Arts for Transit and Urban Design
Croton-Harmon
Corinne Ulmann
Croton-Harmon Station, 2013
Laminated glass
Ulmann’s Croton-Harmon Station is a series of landscapes depicting views of Croton trees passing through the seasons, from winter to fall to summer to spring and back. In the background images of homes in Croton subtly emerge providing familiar views. Each window is paired with the window directly across, so that the room is sequenced into bands of seasons as commuters walk across the space. For some, this path may allude to the passage of hours: from the quiet of morning, still full of potential, towards the abundance and productivity of the coming day. Once home, the images in reverse signal a calming down, a hibernation of the evening or weekend ahead.
Her imagery also pays tribute to the Hudson River School painters and their establishment of the romantic landscape. In a contemporary way, she incorporates one visual technique they practiced: using the tree as a framing element to establish the foreground and create a recession of space to the view beyond. Similarly, each window bay proposes the image of Croton trees to establish the foreground, but rather than a frame, the tree becomes a filter through which to see the view.

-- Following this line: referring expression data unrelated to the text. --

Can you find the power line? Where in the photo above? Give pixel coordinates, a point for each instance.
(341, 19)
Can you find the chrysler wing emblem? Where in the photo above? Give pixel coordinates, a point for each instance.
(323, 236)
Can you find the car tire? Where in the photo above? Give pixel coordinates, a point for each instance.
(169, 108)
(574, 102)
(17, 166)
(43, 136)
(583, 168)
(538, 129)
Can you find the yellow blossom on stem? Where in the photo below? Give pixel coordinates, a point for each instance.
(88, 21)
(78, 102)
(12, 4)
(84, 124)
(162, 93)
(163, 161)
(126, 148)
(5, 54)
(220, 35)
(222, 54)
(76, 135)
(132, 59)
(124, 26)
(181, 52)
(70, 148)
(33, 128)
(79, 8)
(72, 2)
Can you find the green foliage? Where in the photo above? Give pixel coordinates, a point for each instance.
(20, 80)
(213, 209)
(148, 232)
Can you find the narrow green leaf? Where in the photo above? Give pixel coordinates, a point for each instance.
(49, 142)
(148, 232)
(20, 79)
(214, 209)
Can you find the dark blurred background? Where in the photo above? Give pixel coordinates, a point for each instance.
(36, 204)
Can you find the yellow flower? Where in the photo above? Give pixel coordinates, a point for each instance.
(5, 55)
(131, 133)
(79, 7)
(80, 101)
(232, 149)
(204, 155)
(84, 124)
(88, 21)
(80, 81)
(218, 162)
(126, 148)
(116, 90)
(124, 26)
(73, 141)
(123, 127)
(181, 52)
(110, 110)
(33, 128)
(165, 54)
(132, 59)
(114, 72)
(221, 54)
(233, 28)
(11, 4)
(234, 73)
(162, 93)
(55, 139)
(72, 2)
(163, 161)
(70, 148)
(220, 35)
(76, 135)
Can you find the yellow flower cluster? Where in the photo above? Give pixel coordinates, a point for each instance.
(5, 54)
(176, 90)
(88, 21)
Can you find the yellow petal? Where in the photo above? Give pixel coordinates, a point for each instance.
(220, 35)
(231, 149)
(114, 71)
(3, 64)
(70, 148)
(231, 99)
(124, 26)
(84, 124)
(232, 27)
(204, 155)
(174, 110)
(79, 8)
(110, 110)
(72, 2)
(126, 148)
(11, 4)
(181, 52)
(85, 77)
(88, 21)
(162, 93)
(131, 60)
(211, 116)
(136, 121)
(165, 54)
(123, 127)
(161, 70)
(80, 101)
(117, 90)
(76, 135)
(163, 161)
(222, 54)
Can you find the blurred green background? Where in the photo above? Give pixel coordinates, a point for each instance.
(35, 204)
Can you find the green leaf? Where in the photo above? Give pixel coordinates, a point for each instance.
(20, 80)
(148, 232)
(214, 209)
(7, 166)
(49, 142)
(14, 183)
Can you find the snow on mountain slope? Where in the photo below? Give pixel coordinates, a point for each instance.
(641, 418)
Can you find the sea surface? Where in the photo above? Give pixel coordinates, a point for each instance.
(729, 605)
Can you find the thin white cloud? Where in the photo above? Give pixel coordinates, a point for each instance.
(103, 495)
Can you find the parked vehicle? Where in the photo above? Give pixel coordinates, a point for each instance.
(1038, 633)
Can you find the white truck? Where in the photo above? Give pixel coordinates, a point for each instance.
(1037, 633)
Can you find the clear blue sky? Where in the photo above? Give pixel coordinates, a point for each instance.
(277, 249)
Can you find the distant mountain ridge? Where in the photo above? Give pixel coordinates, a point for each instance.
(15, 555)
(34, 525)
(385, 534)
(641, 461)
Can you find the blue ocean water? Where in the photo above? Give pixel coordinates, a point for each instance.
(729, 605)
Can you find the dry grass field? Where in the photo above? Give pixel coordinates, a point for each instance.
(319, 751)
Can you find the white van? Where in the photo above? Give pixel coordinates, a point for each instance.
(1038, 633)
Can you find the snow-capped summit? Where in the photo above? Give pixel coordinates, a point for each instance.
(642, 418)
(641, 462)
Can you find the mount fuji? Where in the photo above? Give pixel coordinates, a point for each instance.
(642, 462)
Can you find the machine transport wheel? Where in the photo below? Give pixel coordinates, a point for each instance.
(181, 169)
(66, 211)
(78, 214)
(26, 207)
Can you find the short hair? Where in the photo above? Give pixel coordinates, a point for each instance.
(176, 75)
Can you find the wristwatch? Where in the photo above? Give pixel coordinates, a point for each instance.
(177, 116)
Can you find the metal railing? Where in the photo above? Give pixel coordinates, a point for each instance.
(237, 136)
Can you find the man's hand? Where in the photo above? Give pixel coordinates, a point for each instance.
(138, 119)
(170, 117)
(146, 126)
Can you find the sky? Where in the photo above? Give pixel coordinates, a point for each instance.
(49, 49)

Ulmann positioned the trees to interact with the interior structure so that the brown window mullions share a similarity in size and color to the branches and trunks of the trees. At times, a tree appears to emerge from the central mullion. These kind of visual alignments are considered in the composition of each image as a way to contend with the repetition of structure, and reconcile these man-made elements with natural forms. Fabricated by Peters Studios, each window is comprised of three layers of handpainted glass.